Сконфуженный солдат встал, подстегиваемый товарищами.

Его рост осознали? Десять таких человеческих ростов взять, да что десять? Как бы и не двадцать таких его ростов! Такой вышины сыпали каменный холм усопшему. Я мерял шагами один курган там, в Таврии. С одного бока стал восходить, а по другому боку спустился. И начел своих шагов сто на десять.

Это же полверсты будет! – удивленно воскликнул стоящий до сих пор солдатик.

Ты, ученый служивый, сядь. Будет и поболее версты. Но считай, что я вверх шел, а потом вниз. По ровной земле – менее версты, конечно, будет…

А теперича – главное. Когда камня накидают вдосталь, на камень еще сыплют землю. Сыплют земли много.

Это ж сколько народу должно одного упокойника хоронить? – снова не сдержал удивления ученый в счете солдатик, – а потом им надо поминальный обед устраивать.

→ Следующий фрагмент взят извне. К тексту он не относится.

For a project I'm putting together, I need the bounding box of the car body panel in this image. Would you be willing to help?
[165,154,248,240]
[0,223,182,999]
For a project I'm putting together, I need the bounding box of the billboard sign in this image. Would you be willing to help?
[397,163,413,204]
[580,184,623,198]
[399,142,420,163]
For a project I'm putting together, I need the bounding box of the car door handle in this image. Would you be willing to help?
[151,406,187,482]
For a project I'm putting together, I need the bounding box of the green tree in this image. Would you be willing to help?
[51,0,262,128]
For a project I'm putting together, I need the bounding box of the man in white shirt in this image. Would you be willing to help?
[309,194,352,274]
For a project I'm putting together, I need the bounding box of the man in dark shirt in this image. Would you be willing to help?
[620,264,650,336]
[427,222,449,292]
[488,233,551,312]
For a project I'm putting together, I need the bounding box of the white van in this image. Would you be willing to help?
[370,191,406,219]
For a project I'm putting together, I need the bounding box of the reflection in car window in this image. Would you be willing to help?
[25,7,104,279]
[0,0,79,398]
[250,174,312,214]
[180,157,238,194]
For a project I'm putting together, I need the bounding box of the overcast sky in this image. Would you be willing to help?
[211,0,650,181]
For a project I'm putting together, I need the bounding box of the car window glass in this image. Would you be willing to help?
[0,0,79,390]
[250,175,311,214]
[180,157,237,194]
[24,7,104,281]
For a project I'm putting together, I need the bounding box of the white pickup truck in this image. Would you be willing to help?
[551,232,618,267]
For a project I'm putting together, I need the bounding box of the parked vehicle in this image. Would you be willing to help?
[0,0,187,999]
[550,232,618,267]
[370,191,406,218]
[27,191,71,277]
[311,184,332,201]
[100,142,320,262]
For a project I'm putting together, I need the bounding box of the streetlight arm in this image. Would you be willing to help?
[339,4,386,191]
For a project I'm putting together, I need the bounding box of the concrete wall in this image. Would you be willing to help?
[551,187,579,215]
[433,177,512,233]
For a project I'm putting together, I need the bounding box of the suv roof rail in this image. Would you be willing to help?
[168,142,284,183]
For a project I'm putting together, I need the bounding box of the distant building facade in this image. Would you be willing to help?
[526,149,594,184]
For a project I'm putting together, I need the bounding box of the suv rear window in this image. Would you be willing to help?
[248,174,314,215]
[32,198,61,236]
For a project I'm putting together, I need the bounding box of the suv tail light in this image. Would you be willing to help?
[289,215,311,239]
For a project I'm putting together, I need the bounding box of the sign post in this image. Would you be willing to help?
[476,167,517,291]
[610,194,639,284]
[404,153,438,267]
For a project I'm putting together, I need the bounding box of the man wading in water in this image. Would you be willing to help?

Такой разор семье!

Народу, ясно, много собиралось. Но не о народе говорю. Слушай молча. Где ныне тот народ – никто не ведает… Да, так вот. Стали мы, было, траншею бить сбоку того кургана. Ибо, влезши наверх его, увидели, что поверху уже давно до нас пытались люди тот курган вскрыть. Широкую да глубокую ямину вырыли, но та яма за долгие годы оплыла землей. А раз сверху уже воры лазили, так тот скиф сказал нам, он навроде меня у нас был – Ведуном, Баальником, скиф сказал нам, что надо заходить в могилу сбоку. По солнцу определил стороны света, еще побегал вокруг с китайской вертушкой…

Артем Владимирыч вдруг очнулся от интриги рассказа старого бугровщика. Компас! Китайская вертушка – компас! А у них в караване компаса нет! Артем Владимирыч от внезапной обиды сжал кулаки. Дурья башка! Компас в Тобольске был. Один, но был. Губернатор Соймонов без компаса – тяжелой металлической посудины со стрелкой, указующей на стороны света – и версты не ездил! Ту посудину губернатор поместил в деревянный сундук, окованный латунными полосами, а под ее транспорт выделял отдельного коня с мягкой повозкой.

Эх, ты, артиллерии генерал! Мог бы и спросить у Соймонова права попользоваться полезным инструментом в походе на неизвестные земли!

… То есть – расчел нам Скиф, – продолжал Баальник, – как в древнюю старину упокоенного клали. Удивление мы с товарищами имели, что того, неведомого царя клали на стороны света чисто русским обычаем! Ногами – на Запад, главой – на Восток! Говорит тот скиф: «Те, которые ранее нас здесь золото шарпали, к упокойнику сверху добрались, а вот к евонным женам да к коням – побрезговали. Али – поопаслись. Кони, знамо мне – Ложились с Севера. Через коней и станем входить в курган.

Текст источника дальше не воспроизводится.